Ante la falta de instituciones formales en la Villa María de aquel entonces, la llegada de una vecina dedicada a la declamación fue el inicio de una formación rigurosa de diez años en la Escuela Argentina de Declamación y Danzas de la Señora de Rueda. Sin embargo, el verdadero hito que transformaría la escena cultural local fue la llegada del director Eugenio Filipelli de la mano de Antonio Sobral. Junto a él, Soave y un grupo de entusiastas fundaron el histórico Teatro El Candil, un espacio de aprendizaje y experimentación colectiva.
La ‘vereda del medio’: donde la poesía y la actuación se fusionan
La formación de María Cristina estuvo marcada por una vecindad ilustre: al lado de su casa vivía el reconocido poeta Monti. Esta cercanía definió su particular visión del arte. «Por un lado tenía la poesía y por el otro lado tenía el teatro. Yo decidí que estaba en la vereda del medio, y que para mí era una sola cosa. Si Shakespeare había escrito sus obras en verso, es lo mismo el género literario», explica la docente, quien asegura que el aprendizaje de la poesía facilita la entonación natural sobre el escenario.
Bajo esa premisa integradora, fundó la Escuela de Declamación y Arte Escénico Juana de Ibarbourou, que posteriormente se transformó en una escuela de teatro. Su pedagogía siempre estuvo orientada a la inclusión y a derribar los miedos de sus estudiantes, incluso cuando dictaba clases a alumnos de Educación Física. A los más escépticos les pedía un solo voto de confianza:
«Que me otorguen el beneficio de la duda y les voy a dar mi materia con toda la pasión del mundo. Entonces ellos sentían que yo no estaba al frente para juzgarlos, sino para animarlos»

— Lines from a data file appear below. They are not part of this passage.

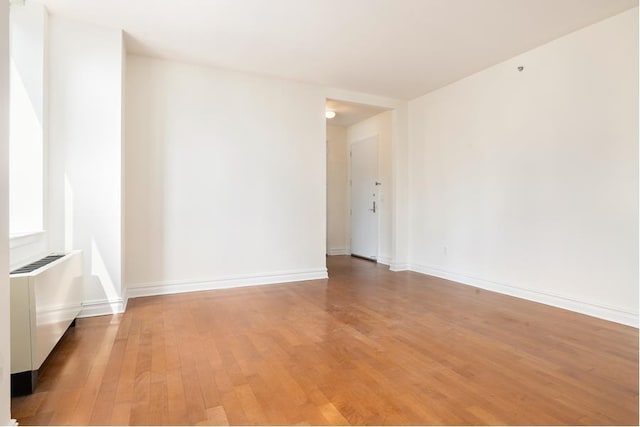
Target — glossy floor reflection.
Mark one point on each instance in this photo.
(366, 346)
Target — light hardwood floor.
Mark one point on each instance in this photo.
(366, 346)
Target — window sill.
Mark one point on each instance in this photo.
(23, 239)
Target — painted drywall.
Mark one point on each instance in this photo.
(527, 182)
(381, 126)
(400, 185)
(225, 179)
(5, 341)
(337, 191)
(85, 164)
(28, 30)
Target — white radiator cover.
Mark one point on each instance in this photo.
(43, 305)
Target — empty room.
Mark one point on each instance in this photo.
(319, 212)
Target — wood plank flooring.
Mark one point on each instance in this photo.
(365, 347)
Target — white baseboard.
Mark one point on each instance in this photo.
(398, 266)
(102, 307)
(338, 251)
(136, 290)
(601, 312)
(384, 260)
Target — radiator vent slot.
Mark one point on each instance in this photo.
(37, 264)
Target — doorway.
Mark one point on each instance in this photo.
(365, 204)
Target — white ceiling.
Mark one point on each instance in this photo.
(348, 113)
(394, 48)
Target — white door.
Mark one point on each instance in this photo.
(364, 198)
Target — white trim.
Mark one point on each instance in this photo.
(24, 239)
(102, 307)
(384, 260)
(136, 290)
(599, 311)
(398, 266)
(338, 251)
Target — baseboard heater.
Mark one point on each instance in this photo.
(46, 297)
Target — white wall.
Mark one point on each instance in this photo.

A lo largo de sus 50 primeros años de profesión, Soave llevó el teatro a todos los niveles educativos: jardín, primaria, secundaria, terciaria, universitaria y en el ámbito de la discapacidad, un área que toca de cerca su corazón. Junto a su hija Daniela, quien convive con una discapacidad, escribió el libro «Ella y yo por la vida», donde relata el día a día de ese acompañamiento mutuo.

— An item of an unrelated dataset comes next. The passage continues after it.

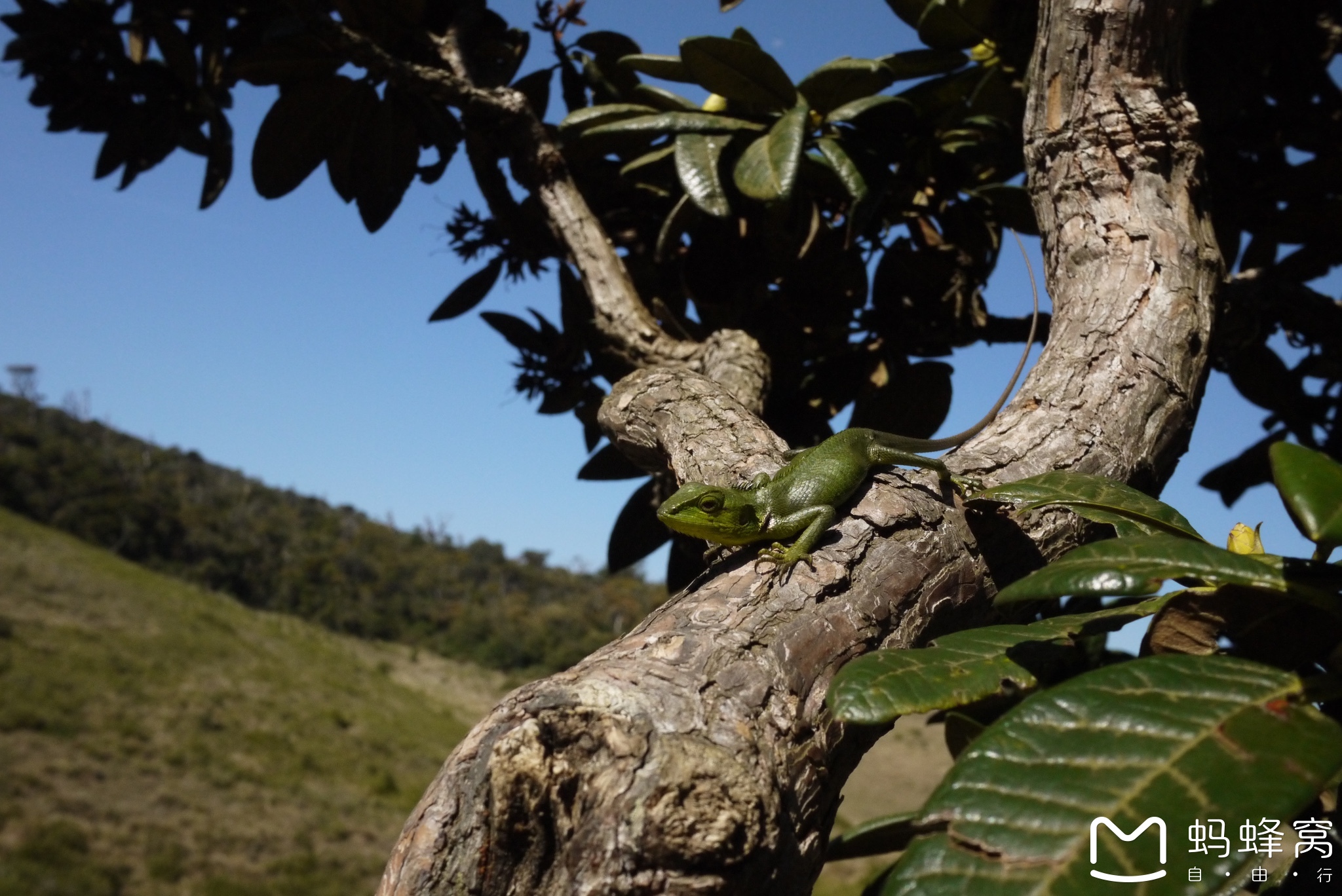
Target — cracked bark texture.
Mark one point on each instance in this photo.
(694, 755)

Una gran convocatoria y el estreno de ‘Legado’
Para conmemorar sus 65 años de carrera, la actriz ha decidido realizar una convocatoria abierta a todos sus exalumnos, sin importar la época en la que hayan asistido a sus clases. El objetivo es que utilicen la sala del Teatro La Llave para presentar escenas cortas, sketches o monólogos durante los meses de agosto, septiembre, octubre, noviembre y principios de diciembre. Quienes deseen sumarse a esta propuesta libre y recreativa pueden contactarse directamente al teléfono 3534065325.

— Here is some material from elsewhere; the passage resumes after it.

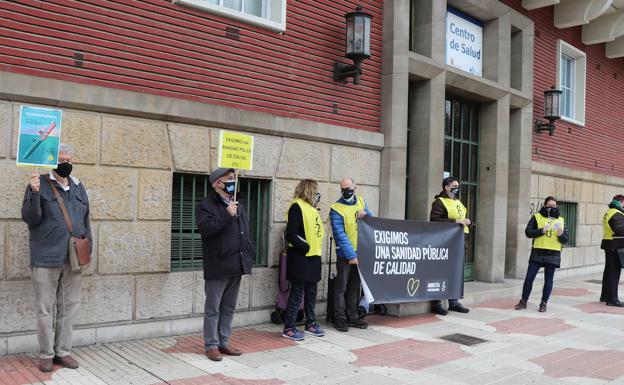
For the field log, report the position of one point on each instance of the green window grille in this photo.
(188, 190)
(569, 210)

El punto culmine de las celebraciones tendrá lugar el próximo 16 de octubre en el Teatro La Llave con la presentación de «Legado», un espectáculo donde Soave interpretará doce poesías universales. La puesta contará con el acompañamiento de los músicos Lucas Arregui, Oscar Bravin y Emiliano Kandico. La reconocida periodista Rebeca Bortoletto estará a cargo de la compaginación del evento y realizará una entrevista en vivo sobre las tablas.
Además de este evento, la incansable creadora ya planifica una segunda edición de «Legado», trabaja en la edición de su próximo libro titulado «Palabras en puja» y coordina talleres en su espacio cultural, donde docentes como Karina Costabella y Agustina Salgado continúan dictando talleres para niños y personas con discapacidad. Para Soave, el teatro sigue siendo una herramienta de transformación social indispensable: «Siento satisfacción, alegría de haber tenido la fortaleza de haber sobrellevado tantos malos ratos… El agradecimiento es al teatro, por eso sigue vigente y no va a morir nunca».